La numéro 6 de la réserve de la Croix Blanche a mis fin à sa carrière le 2 juin dernier en remportant la coupe de l'Anjou.

L’heure est venue de raccrocher les crampons pour Tiphaine Écuyer. Et comment soigner davantage sa sortie qu’en brandissant un trophée ? C’est ce qu’a fait, le 2 juin dernier, la capitaine de la réserve de la Croix Blanche d’Angers. Les Angevines ont remporté la coupe de l’Anjou en battant l’AS Les Verchers Saint-Georges (1-0). « On a archi dominé mais on avait peur de se faire piéger », indique la joueuse de 35 printemps.

Brassard autour du bras gauche, cette maman de deux enfants mariée à un footeux a bouclé une longue carrière débutée à l’âge de 5 ans à La Meilleraye-de-Bretagne (Loire-Atlantique) alors que le foot féminin n’existait pas. « J’ai arrêté le foot à 11 ans car il n’y avait pas d’équipe mixte. J’ai joué au basket », précise la milieu de terrain. Revenue fouler les pelouses à 20 ans, elle porte les couleurs du RC Fléchois puis part une saison à l’USC Corné avant de gagner la région parisienne et de s’engager avec La Rochette FC (DH).

Jusqu’en D2

Cinq années plus tard, Tiphaine Écuyer effectue son retour à Corné où elle joue en D2 nationale pendant trois saisons. « Se maintenir en D2, c’était énorme. » Ensuite elle fait halte à Baugé – « mon fief, mes parents y vivent » – pour créer une section féminine. « Ça n’est pas passé avec l’entraîneur. Ça ne valait pas le coup de se prendre la tête », lâche la jeune femme qui s’engage, après avoir eu son deuxième enfant, avec la Croix Blanche, en décembre 2014, pour ce qui constitue son dernier challenge. Avec les Vertes, elle remporte deux coupes de l’Anjou.
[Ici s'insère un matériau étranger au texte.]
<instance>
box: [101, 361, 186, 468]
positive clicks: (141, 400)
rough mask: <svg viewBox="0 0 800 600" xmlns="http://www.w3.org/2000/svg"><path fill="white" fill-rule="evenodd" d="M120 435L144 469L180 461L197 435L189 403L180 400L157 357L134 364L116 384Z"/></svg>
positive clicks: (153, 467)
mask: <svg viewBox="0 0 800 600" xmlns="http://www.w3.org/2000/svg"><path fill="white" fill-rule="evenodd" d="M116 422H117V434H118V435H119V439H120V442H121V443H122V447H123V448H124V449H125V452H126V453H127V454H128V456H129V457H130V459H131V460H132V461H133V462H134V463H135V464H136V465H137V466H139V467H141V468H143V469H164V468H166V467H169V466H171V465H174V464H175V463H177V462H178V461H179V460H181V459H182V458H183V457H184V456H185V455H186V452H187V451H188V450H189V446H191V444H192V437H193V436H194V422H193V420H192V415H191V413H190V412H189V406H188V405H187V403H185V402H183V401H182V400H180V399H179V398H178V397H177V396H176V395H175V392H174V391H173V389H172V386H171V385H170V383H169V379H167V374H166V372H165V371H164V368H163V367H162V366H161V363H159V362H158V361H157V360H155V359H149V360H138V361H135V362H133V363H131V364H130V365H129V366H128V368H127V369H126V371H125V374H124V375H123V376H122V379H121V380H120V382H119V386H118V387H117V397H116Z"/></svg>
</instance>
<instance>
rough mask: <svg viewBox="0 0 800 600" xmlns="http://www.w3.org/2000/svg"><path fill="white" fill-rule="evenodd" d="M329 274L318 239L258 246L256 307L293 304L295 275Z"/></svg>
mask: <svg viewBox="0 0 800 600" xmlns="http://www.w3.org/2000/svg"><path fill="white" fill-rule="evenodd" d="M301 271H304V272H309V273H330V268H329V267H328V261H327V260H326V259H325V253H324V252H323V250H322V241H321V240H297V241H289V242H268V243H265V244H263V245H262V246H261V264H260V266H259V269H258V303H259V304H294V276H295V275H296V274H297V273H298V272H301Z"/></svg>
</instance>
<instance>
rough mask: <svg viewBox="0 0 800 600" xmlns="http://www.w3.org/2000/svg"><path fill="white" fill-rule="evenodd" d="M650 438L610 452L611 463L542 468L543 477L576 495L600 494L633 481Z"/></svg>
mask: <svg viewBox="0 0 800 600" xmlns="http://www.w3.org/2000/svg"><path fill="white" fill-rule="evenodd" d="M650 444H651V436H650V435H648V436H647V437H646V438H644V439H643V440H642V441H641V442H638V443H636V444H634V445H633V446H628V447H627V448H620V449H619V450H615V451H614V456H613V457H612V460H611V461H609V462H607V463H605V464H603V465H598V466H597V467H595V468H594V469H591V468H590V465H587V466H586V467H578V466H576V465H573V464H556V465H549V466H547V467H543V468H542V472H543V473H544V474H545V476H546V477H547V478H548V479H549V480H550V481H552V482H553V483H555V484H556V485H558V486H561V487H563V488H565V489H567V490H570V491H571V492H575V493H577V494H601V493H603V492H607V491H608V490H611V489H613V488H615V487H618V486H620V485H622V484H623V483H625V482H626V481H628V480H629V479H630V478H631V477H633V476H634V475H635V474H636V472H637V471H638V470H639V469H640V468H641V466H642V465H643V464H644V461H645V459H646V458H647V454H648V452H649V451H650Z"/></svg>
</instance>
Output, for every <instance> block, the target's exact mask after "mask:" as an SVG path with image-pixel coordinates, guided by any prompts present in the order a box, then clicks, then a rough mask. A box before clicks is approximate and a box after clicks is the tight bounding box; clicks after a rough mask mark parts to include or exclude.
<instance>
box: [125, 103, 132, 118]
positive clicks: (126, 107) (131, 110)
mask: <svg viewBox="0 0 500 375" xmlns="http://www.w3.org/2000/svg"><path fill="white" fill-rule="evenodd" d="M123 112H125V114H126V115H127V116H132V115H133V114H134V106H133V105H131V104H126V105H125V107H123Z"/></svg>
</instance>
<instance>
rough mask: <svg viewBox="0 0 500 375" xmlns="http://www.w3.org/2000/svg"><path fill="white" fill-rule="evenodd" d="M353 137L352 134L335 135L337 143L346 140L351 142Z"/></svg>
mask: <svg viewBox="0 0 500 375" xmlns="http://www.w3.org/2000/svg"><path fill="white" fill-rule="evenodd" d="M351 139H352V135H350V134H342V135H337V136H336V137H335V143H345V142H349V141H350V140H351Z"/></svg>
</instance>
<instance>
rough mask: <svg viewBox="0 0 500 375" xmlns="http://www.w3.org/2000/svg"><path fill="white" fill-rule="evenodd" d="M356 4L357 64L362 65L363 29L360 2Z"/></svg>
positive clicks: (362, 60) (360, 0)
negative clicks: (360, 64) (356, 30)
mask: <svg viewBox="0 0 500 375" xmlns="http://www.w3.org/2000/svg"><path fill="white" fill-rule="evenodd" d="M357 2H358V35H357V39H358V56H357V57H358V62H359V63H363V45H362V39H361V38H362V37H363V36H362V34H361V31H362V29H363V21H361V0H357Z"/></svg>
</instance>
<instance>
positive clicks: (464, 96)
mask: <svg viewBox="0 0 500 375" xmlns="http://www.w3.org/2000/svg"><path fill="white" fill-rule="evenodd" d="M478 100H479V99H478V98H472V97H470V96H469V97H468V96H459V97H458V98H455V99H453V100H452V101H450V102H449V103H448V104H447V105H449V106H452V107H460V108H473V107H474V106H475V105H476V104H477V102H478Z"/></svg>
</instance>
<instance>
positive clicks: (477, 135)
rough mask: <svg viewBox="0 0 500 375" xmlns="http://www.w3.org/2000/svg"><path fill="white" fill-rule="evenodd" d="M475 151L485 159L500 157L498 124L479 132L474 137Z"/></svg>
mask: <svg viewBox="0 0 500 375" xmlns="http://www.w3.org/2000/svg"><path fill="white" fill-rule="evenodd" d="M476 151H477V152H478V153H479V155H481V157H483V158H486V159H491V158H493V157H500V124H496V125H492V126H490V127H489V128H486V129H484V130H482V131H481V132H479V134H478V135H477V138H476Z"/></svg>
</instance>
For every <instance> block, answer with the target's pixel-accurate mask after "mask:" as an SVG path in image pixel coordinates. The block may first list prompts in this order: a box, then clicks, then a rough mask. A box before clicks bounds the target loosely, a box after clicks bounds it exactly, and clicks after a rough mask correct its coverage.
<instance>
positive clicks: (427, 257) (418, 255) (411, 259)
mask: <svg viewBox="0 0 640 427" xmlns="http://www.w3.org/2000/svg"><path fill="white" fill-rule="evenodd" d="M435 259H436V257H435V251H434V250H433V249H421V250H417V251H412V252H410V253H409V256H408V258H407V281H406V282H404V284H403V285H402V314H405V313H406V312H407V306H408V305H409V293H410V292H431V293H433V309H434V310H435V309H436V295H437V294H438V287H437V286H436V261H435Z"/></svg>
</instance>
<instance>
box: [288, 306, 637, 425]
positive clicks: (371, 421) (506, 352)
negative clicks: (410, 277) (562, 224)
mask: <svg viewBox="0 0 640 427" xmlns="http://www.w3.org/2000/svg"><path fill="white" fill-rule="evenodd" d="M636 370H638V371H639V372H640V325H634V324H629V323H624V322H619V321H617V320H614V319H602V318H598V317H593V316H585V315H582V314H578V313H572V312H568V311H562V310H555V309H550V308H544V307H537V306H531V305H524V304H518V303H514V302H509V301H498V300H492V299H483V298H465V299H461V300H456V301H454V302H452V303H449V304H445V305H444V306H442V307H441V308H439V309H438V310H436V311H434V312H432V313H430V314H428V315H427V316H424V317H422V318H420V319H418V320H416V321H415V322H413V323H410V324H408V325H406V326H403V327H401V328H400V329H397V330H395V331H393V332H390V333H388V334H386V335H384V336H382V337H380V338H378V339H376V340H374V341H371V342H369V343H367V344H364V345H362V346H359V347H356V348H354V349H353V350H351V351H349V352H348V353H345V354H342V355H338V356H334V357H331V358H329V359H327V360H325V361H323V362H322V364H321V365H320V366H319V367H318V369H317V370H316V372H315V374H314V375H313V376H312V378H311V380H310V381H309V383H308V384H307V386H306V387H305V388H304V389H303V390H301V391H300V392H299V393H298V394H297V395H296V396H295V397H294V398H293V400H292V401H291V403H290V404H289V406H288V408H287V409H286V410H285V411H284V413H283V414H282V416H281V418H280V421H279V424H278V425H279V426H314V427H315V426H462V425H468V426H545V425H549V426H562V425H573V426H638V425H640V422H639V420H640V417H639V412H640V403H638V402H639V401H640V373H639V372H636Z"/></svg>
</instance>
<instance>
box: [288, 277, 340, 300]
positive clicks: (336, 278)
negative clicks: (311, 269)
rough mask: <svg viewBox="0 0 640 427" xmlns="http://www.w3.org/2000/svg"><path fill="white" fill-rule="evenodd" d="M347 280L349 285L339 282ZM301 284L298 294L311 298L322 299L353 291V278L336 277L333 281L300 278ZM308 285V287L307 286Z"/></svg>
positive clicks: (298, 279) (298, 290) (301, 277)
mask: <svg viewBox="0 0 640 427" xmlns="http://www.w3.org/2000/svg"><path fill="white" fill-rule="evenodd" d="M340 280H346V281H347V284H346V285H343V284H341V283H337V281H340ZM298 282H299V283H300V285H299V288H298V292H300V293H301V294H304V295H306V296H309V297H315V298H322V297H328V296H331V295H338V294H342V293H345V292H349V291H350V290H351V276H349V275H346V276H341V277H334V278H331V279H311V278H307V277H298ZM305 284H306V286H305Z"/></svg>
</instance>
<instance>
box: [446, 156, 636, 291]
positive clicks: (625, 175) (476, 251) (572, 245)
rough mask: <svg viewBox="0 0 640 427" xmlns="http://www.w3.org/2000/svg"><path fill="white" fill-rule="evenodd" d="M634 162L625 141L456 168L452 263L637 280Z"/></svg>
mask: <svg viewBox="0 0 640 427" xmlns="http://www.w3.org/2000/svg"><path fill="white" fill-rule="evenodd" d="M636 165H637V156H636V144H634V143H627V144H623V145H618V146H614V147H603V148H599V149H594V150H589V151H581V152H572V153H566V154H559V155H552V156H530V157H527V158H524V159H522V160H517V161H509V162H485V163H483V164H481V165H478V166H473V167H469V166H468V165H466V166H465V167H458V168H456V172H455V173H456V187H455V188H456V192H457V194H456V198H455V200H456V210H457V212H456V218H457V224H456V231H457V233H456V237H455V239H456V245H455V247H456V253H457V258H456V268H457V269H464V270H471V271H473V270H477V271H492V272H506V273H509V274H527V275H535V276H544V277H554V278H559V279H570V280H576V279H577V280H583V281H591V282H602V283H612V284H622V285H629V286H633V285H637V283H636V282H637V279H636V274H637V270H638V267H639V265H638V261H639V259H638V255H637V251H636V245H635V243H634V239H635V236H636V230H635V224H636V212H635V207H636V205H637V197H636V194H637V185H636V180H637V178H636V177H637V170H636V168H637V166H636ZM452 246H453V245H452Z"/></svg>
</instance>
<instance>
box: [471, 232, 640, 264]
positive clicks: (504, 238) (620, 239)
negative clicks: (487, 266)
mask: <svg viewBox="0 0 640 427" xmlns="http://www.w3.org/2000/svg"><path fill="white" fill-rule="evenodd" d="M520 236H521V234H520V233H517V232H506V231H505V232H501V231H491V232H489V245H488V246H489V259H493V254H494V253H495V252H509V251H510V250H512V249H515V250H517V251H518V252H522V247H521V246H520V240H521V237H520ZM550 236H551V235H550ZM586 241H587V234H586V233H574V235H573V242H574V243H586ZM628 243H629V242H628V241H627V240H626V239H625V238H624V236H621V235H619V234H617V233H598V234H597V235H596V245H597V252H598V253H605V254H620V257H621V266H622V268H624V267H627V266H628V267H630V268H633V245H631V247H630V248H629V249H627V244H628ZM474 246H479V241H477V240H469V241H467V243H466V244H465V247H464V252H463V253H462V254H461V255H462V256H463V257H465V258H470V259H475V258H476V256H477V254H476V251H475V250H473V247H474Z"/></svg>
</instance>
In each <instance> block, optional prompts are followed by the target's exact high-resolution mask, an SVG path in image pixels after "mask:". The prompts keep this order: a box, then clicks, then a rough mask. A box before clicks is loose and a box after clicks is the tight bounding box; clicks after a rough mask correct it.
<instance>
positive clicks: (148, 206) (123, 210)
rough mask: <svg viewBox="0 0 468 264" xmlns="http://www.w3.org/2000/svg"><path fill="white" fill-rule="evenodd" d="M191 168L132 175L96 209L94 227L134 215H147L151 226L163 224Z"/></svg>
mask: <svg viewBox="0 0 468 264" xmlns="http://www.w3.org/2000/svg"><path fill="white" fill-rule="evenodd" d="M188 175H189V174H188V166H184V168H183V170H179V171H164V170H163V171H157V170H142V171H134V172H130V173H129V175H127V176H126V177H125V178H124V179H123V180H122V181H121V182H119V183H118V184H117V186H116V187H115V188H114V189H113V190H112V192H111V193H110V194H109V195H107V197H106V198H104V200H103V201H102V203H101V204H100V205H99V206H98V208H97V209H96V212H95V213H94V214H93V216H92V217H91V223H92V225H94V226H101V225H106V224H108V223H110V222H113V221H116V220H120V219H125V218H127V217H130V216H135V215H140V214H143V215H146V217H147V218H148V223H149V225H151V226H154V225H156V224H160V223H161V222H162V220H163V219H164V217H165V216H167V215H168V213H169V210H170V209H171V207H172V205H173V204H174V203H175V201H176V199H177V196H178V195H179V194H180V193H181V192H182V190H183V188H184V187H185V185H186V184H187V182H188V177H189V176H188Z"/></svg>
« Cette année a été émotionnellement très forte. On a joué une demi-finale difficile contre Baugé qui avait une joueuse hallucinante. On a été plusieurs à mettre deux semaines pour récupérer après ce match », souffle la récupératrice qui a hérité de quelques surnoms au cours de son parcours comme « Chamboule tout » ou « Didier » « comme le chien dans le film ou Deschamps », sourit-elle. « Je n’ai jamais été très technique peut-être parce que j’ai arrêté le foot pendant plusieurs années mais je n’ai jamais rien lâché. J’ai toujours été hargneuse. »

Après toutes ces années rythmées les entraînements et les rencontres du week-end, Tiphaine Écuyer arrête le foot. Oui, mais pas pour ne rien faire. « Je vais me mettre au tennis. J’ai envie de me lancer dans un nouveau sport. Je ne peux pas me passer de compétition », sourit celle qui troquera les crampons pour une raquette.